J’ai décoré sa chambre conformément à la tradition persane pour la rendre heureuse et essayer de la connecter à l’ambiance de la fête. Avec un beau sourire, elle m’a lancé sur un ton de plaisanterie : “Et ma fête du feu ?”

Je savais qu’elle n’avait pas la capacité physique d’aller dehors et de se joindre à tout le monde pour sauter par-dessus le feu et célébrer la tradition, mais j’ai quand-même trouvé une idée. J’ai pris de l’alcool et un peu de coton que j’ai mis dans une petite vase pour y allumer un petit feu.
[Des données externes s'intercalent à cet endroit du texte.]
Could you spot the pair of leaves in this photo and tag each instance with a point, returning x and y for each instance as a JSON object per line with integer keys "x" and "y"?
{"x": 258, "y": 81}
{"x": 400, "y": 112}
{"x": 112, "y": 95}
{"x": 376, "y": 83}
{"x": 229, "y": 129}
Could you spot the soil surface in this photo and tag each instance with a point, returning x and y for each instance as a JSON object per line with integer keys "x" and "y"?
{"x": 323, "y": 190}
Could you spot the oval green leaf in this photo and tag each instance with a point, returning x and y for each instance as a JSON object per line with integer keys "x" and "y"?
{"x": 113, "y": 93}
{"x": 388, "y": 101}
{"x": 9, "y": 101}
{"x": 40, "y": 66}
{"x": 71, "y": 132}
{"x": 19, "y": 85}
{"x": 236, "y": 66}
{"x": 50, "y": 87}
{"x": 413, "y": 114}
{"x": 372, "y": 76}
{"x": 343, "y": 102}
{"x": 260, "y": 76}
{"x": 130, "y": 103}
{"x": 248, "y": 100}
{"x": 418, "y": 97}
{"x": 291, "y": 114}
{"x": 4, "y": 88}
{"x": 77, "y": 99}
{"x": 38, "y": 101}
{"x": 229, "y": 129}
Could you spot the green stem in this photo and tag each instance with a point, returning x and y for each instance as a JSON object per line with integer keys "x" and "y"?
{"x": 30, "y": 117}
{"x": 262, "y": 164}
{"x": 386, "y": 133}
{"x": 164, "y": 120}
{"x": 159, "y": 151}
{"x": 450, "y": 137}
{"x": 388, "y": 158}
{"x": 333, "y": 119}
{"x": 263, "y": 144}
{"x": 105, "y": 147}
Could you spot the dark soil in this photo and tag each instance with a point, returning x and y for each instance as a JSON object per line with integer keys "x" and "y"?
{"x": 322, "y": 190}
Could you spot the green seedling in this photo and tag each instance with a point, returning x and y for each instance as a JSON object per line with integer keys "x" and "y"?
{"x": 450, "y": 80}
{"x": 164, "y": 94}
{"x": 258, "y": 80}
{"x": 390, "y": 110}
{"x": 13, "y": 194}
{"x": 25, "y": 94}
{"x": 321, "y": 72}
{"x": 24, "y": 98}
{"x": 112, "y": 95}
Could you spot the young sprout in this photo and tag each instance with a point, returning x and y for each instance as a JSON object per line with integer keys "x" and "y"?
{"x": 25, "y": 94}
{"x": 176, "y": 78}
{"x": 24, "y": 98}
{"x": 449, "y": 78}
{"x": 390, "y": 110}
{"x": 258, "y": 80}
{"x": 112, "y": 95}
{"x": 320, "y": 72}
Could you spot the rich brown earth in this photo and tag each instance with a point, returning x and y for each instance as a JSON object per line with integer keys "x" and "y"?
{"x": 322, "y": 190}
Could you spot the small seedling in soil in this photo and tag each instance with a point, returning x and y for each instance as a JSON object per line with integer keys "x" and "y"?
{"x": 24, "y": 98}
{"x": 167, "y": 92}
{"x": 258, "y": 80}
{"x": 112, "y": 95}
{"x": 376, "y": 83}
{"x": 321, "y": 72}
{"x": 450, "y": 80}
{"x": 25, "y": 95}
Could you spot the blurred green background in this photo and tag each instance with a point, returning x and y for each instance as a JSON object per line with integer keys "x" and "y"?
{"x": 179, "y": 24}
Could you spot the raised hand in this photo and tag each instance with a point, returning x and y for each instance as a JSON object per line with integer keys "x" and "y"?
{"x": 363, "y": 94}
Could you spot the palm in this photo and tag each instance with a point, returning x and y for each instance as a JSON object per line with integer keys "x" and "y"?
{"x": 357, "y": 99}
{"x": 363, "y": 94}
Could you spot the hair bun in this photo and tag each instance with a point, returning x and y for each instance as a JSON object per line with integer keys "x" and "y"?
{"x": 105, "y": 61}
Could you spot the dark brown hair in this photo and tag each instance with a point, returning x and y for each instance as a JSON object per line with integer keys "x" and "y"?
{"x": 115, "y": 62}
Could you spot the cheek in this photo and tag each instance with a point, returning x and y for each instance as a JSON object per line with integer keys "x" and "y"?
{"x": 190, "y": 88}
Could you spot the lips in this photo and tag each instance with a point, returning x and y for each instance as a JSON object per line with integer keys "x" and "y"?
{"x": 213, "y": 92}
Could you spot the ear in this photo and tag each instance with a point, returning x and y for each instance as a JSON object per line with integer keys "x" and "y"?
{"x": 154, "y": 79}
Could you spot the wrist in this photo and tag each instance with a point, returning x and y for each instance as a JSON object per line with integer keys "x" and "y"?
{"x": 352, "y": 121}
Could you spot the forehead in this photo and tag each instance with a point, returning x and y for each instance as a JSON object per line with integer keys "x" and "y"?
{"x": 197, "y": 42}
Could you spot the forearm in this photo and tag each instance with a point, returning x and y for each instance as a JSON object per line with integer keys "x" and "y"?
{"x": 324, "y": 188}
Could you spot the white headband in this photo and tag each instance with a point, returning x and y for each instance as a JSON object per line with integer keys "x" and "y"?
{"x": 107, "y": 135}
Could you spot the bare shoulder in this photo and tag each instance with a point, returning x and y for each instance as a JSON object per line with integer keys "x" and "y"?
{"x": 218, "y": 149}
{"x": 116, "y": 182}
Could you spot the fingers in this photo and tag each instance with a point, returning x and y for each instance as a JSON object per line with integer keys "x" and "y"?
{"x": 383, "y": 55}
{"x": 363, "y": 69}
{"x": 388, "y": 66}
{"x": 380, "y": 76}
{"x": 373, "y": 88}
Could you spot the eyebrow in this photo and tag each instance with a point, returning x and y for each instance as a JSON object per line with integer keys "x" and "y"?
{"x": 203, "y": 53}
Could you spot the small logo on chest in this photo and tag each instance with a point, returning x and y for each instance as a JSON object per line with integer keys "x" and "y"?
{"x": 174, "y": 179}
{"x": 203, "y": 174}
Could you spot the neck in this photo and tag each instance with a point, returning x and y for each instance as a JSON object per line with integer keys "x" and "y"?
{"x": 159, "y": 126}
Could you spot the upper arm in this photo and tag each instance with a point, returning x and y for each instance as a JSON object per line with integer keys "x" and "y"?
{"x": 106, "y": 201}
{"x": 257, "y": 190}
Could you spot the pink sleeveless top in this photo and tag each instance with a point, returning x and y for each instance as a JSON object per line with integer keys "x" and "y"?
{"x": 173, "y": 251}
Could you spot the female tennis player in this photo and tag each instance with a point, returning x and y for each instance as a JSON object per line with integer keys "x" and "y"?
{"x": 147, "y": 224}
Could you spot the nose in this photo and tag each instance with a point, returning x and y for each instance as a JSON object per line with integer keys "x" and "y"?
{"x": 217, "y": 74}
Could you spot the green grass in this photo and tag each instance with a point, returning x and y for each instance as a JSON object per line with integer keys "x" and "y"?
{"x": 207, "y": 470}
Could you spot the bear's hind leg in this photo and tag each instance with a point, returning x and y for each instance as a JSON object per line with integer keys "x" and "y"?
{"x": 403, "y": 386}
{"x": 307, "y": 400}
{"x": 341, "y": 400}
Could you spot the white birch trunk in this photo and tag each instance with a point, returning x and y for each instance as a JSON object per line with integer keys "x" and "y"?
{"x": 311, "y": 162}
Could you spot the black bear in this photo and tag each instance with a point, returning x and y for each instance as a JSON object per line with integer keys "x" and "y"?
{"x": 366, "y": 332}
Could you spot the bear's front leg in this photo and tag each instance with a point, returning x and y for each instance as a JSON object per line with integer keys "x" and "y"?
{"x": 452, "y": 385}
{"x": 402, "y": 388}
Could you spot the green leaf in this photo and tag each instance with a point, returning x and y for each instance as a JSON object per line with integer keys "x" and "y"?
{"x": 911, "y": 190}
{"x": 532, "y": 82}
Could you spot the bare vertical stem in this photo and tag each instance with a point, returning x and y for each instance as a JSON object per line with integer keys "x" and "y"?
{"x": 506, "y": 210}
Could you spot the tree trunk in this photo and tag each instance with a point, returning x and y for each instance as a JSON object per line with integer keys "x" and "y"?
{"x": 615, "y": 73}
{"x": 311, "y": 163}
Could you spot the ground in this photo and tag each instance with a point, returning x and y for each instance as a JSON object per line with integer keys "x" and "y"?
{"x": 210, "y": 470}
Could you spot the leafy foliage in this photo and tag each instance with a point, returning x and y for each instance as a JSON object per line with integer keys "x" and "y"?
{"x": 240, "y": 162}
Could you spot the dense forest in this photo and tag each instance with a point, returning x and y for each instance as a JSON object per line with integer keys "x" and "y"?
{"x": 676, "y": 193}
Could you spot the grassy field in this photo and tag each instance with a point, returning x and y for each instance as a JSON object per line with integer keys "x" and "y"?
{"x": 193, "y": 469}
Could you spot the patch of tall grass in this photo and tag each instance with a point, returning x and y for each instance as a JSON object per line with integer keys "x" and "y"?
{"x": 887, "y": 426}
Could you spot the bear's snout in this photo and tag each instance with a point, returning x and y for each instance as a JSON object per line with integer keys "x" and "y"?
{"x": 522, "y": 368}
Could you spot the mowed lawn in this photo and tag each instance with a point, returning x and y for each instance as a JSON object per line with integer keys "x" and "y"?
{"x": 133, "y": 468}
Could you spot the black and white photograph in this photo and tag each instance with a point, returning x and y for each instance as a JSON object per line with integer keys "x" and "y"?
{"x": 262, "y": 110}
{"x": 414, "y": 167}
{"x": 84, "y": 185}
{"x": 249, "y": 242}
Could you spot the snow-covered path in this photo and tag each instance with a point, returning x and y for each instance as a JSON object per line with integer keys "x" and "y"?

Nous nous sommes tenues la main et nous avons sauté par-dessus la flamme en prêtant le serment de faire disparaître le mal et de continuer la lutte jusqu’à ce que le bonheur revienne sur notre terre natale.

 

Résumant ses souvenirs, Minou Behnam conclut :

Beaucoup d’années se sont écoulés et la résistance a connu de nombreux moments triste et joyeux, mais quand je regarde en arrière, la seule chose qui brille à travers tous les hauts et les bas, c’est la force des femmes qui ont partagé leurs moments les plus durs et les plus beaux avec moi pendant toutes ces années. Et à travers toutes les douleurs et les souffrances, les larmes et les sourires, je peux voir en elle et je suis profondément convaincue que l’avenir radieux de mon pays se réalisera.

[1] Mohsen Farshid était vétérinaire et candidat des Moudjahidine à Kermanshah , assassiné par les Gardiens de la révolution à Téhéran en 1981.

 

[2]   Mojtaba Farshid était un militant estudiantin des Moudjahidine qui a été arrêté et exécuté à Téhéran en 1981.